Observer, Volume 16, Number 18, Thursday May 25 1995


Cuneiform translated

This years' Haskell lecturer, Peter Machinist of Harvard University, provided more than a lecture series while he visited Oberlin last month. He also translated the inscription on a cuneiform in special collections and told Dina Schoonmaker, head of special collections, some details of how Oberlin came to acquire it.

This cuneiform, shown lifesize, is easily the oldest objet in special collections, says head of special collections Dina Schoonmaker.Photo Credit: Rick Sherlock

Machinist visited special collections at the request of a student who wanted him to see Oberlin's two Torah scrolls. While there he looked at the cuneiform, a small clay tablet incised with a stylus. Roughly 2 x 3 inches, the cuneiform was made during the old Babylonian period of Mesopotamian history about 4,000 years ago.
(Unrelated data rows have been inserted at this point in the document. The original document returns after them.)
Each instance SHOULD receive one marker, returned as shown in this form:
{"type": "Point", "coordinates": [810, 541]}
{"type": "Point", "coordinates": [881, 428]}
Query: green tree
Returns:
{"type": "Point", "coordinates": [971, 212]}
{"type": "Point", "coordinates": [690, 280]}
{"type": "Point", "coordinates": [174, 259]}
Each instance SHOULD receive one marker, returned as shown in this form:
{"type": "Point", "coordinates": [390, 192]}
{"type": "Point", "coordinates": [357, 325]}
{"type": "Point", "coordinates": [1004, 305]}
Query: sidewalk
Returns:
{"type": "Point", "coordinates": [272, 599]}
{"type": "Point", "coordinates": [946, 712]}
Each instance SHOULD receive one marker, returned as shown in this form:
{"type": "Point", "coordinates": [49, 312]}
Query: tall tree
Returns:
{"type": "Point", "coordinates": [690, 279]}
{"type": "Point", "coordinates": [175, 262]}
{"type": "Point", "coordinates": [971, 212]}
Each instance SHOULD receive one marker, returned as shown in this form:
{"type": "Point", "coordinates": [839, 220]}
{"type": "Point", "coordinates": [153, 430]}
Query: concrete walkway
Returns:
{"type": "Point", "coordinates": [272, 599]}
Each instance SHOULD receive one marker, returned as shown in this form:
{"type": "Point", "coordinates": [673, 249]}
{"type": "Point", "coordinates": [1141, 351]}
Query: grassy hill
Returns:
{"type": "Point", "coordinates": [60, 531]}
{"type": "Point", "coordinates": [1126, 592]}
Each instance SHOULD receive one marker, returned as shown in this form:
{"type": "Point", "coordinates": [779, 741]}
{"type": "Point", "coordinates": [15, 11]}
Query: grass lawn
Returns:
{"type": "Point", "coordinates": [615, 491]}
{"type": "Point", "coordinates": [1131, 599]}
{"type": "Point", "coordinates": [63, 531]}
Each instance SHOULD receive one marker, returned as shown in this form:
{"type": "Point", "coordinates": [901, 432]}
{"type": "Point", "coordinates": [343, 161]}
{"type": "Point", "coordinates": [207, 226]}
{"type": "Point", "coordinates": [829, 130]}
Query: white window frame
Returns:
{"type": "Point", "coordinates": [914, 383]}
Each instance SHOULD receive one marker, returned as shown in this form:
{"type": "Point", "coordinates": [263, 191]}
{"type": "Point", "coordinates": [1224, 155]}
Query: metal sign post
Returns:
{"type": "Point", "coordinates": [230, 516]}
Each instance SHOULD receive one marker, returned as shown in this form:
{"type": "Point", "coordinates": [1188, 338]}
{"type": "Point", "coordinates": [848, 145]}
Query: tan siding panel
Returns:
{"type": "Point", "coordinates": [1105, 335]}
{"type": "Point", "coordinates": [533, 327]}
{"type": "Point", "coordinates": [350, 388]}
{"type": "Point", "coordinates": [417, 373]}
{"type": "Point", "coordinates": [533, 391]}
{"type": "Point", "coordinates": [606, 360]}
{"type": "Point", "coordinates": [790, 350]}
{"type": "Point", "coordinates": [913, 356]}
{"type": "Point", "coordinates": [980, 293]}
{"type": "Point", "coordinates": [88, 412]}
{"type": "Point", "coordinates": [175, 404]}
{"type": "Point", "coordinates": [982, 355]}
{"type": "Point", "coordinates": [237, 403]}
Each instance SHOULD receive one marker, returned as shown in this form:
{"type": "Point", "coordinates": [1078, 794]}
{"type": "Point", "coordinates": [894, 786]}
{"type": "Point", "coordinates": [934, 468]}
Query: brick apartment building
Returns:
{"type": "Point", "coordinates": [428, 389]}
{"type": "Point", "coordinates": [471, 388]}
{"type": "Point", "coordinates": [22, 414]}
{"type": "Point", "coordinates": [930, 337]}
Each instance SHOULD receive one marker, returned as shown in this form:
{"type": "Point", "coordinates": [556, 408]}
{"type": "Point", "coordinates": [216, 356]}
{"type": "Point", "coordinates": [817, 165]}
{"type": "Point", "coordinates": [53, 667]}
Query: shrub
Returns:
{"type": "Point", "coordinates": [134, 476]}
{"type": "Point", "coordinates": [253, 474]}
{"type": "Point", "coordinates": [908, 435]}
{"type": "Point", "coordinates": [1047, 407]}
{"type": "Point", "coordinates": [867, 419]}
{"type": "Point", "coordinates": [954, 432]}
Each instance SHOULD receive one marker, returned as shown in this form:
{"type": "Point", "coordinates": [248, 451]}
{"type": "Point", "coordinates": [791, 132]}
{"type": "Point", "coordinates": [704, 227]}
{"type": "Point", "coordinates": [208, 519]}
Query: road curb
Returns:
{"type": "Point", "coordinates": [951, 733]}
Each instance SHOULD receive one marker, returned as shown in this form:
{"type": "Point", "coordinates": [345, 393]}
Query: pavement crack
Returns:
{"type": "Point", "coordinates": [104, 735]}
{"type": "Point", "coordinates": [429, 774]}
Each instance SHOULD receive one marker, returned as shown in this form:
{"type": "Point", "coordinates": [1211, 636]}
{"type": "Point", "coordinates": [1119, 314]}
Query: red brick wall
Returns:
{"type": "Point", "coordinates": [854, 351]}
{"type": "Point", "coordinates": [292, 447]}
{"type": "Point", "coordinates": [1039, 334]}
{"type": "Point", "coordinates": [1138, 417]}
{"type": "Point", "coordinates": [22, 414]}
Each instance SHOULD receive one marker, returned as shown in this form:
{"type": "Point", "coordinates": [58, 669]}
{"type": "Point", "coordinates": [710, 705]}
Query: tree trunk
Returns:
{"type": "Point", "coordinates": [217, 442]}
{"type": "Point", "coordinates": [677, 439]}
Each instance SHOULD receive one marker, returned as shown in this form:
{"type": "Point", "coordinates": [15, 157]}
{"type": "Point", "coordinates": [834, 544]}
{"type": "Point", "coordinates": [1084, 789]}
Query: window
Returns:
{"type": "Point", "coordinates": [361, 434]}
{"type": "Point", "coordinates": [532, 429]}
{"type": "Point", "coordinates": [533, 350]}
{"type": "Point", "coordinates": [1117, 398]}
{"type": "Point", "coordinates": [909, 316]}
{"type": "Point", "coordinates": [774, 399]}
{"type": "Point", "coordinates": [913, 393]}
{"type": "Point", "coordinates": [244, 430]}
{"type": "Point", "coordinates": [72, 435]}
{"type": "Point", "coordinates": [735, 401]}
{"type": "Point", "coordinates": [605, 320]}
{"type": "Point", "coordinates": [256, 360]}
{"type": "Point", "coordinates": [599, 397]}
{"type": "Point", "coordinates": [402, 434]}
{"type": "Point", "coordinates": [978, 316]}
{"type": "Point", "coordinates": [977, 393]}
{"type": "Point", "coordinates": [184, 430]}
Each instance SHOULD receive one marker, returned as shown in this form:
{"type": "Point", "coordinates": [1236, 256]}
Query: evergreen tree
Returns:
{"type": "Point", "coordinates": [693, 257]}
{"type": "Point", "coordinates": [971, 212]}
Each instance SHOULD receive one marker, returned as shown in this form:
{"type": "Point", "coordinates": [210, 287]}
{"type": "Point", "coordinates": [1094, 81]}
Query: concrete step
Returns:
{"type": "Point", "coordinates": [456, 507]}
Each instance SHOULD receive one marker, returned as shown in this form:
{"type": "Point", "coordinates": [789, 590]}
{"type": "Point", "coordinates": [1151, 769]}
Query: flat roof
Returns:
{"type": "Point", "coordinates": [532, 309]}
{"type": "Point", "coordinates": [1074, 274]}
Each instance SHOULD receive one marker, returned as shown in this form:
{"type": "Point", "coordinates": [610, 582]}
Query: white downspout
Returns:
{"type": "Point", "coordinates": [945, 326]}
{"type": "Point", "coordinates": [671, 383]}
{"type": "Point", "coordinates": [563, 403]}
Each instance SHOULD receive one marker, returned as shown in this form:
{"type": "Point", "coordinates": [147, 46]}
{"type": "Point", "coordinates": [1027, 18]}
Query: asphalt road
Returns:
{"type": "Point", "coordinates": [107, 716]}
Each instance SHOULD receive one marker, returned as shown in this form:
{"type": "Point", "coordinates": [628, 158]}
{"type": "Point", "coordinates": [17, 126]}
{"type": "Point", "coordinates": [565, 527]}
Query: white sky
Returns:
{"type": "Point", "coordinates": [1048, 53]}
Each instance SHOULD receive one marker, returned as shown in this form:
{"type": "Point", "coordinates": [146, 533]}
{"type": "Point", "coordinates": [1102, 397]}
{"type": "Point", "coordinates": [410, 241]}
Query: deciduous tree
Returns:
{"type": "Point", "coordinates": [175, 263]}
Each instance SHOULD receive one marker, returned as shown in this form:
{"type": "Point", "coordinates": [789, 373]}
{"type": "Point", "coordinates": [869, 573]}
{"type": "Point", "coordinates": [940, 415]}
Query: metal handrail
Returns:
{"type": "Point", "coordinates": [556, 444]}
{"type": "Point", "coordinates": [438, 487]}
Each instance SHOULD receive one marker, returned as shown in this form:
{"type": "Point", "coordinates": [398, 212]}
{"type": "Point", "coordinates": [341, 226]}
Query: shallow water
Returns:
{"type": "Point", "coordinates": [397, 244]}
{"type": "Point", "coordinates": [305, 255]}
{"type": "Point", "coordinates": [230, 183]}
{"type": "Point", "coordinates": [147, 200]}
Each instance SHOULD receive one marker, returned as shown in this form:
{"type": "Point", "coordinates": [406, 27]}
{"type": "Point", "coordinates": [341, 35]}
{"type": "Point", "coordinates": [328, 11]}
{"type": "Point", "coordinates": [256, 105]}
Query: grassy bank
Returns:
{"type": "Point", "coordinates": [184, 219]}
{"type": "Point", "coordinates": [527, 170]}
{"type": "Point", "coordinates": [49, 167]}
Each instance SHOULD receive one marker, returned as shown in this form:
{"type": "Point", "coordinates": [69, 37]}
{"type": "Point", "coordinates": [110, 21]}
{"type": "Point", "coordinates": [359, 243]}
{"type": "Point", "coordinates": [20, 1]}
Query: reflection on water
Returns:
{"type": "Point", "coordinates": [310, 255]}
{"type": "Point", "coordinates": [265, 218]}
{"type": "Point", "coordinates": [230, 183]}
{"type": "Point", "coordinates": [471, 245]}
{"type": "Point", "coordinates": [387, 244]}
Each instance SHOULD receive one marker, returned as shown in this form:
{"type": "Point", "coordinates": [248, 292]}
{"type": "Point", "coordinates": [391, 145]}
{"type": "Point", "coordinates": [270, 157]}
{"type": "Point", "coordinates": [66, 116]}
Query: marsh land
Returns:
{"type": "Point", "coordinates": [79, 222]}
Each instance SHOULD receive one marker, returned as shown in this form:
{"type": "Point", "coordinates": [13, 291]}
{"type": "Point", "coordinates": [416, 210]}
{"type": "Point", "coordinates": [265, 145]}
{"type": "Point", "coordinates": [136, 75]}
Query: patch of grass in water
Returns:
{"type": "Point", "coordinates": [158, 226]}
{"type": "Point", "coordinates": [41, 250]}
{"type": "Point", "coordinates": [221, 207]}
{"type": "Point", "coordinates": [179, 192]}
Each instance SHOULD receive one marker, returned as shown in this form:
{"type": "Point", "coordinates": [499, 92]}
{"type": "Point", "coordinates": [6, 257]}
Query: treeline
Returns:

The king named in it, Sinkashid of Uruk, lived from 1865 to 1833 BC.

The literal translation that Machinist provided is: "Sinkashid, mighty man, king of Uruk, king of the Amnanum [a tribal group], provider for Eanna [the temple], the palace of his kingship he built."

Before Machinist's visit, all Schoonmaker knew about the cuneiform was that it was given to Oberlin College in the 1930s by someone named Edgar J. Banks. "We had no idea why it was here," she says. Machinist told her that Banks was in the British Expeditionary Force in southern Iraq--then Mesopotamia--following World War I. He collected cuneiform tablets, excavating some from sites himself and buying others. Later he gave away or sold some of the collection, mainly to small institutions, "sprinkling them throughout the world," Schoonmaker says. He gave "quite a few" to Dyke College in Cleveland, perhaps through the mediation of John D. Rockefeller, Jr.